ECLI:NL:RBDHA:2023:3312

Rechtbank Den Haag

Datum uitspraak
15 maart 2023
Publicatiedatum
15 maart 2023
Zaaknummer
NL23.3847
Instantie
Rechtbank Den Haag
Type
Uitspraak
Procedures
  • Eerste aanleg - enkelvoudig
Vindplaatsen
  • Rechtspraak.nl
AI samenvatting door LexboostAutomatisch gegenereerd

Asielaanvraag en interstatelijk vertrouwensbeginsel in het bestuursrecht

In deze zaak heeft de Rechtbank Den Haag op 15 maart 2023 uitspraak gedaan in een asielprocedure. Eiser, van Syrische nationaliteit, heeft een asielaanvraag ingediend, maar zijn aanvraag is door de staatssecretaris van Justitie en Veiligheid niet-ontvankelijk verklaard. De staatssecretaris stelt dat eiser sinds 2 april 2021 internationale bescherming geniet in Bulgarije, waardoor hij een sterkere band met dat land heeft dan met Nederland. Eiser heeft beroep ingesteld tegen deze beslissing en verzocht om een voorlopige voorziening.

De rechtbank heeft de zaak op 9 maart 2023 behandeld. Eiser heeft aangevoerd dat de situatie voor statushouders in Bulgarije in strijd is met internationale verdragen, zoals het EVRM en het EU-Handvest. Hij heeft verwezen naar rapporten en eerdere uitspraken van de rechtbank en de Afdeling bestuursrechtspraak van de Raad van State.

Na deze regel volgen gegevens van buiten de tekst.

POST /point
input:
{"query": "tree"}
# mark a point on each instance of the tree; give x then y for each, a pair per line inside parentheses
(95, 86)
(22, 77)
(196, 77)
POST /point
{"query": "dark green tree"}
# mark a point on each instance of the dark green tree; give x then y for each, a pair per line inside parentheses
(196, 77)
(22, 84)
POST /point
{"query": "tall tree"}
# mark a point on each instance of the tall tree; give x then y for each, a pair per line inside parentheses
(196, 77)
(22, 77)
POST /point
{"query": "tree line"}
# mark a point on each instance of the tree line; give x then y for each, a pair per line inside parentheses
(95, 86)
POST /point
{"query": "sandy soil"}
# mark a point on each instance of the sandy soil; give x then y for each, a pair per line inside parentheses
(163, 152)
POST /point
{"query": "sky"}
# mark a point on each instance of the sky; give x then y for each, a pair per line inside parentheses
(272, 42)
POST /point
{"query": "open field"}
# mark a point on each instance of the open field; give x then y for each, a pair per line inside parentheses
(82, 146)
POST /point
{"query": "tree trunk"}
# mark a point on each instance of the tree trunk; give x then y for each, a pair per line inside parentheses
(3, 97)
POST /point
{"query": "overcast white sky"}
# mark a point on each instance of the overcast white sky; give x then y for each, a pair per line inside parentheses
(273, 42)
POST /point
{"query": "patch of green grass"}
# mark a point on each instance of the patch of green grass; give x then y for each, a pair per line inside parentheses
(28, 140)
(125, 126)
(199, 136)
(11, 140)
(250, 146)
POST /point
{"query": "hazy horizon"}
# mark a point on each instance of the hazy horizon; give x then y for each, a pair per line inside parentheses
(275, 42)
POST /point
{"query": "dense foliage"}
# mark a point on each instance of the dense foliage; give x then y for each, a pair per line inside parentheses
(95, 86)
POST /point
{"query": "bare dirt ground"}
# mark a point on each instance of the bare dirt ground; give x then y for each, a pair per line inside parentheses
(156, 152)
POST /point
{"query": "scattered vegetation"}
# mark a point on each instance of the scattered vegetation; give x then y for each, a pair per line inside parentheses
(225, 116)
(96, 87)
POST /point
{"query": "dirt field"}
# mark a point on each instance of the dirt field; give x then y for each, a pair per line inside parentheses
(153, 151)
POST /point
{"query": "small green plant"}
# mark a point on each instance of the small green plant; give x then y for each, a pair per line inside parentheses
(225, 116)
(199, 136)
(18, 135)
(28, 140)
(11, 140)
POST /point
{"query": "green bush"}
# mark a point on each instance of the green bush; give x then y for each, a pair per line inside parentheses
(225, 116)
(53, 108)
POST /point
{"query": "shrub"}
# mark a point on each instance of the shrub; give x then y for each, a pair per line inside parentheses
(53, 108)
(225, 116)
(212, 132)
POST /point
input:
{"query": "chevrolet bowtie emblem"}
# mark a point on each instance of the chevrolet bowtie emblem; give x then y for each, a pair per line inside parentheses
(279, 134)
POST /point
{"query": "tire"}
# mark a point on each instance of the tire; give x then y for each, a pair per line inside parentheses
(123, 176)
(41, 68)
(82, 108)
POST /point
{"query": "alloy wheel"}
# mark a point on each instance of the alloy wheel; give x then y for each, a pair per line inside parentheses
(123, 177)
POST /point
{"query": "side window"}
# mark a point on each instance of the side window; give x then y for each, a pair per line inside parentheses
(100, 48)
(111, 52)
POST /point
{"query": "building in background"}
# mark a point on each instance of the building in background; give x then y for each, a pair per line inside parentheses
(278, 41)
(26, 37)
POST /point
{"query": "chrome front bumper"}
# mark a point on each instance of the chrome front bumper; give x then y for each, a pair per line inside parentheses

De rechtbank heeft echter geoordeeld dat eiser niet voldoende heeft aangetoond dat de situatie in Bulgarije voor statushouders zodanig is verslechterd dat het interstatelijk vertrouwensbeginsel niet meer kan worden toegepast.

De rechtbank concludeert dat eiser niet heeft aangetoond dat hij zich voldoende heeft ingespannen om zijn rechten als statushouder te effectueren. Ook zijn stellingen over pushbacks en het risico op intrekking van zijn verblijfsstatus zijn niet onderbouwd. De rechtbank verklaart het beroep ongegrond en er is geen aanleiding voor vergoeding van proceskosten. De uitspraak is openbaar gemaakt en partijen zijn geïnformeerd over de mogelijkheid tot hoger beroep.

Uitspraak

RECHTBANK DEN HAAG

Zittingsplaats Groningen
Bestuursrecht
zaaknummer: NL23.3847

uitspraak van de enkelvoudige kamer in de zaak tussen

[naam] , eiser

V-nummer: [nummer] ,
(gemachtigde: mr. H.A. Limonard),
en

de staatssecretaris van Justitie en Veiligheid, verweerder

(gemachtigde: mr. M. Weerman).

Procesverloop

Bij besluit van 7 februari 2023 (het bestreden besluit) heeft verweerder de asielaanvraag van eiser niet-ontvankelijk verklaard.
Eiser heeft tegen het bestreden besluit beroep ingesteld en de voorzieningenrechter verzocht om een voorlopige voorziening te treffen. Het verzoek is geregistreerd onder zaaknummer NL23.3848.
De rechtbank heeft het beroep, samen met het verzoek, op 9 maart 2023 op zitting behandeld. Partijen hebben zich laten vertegenwoordigen door hun gemachtigden.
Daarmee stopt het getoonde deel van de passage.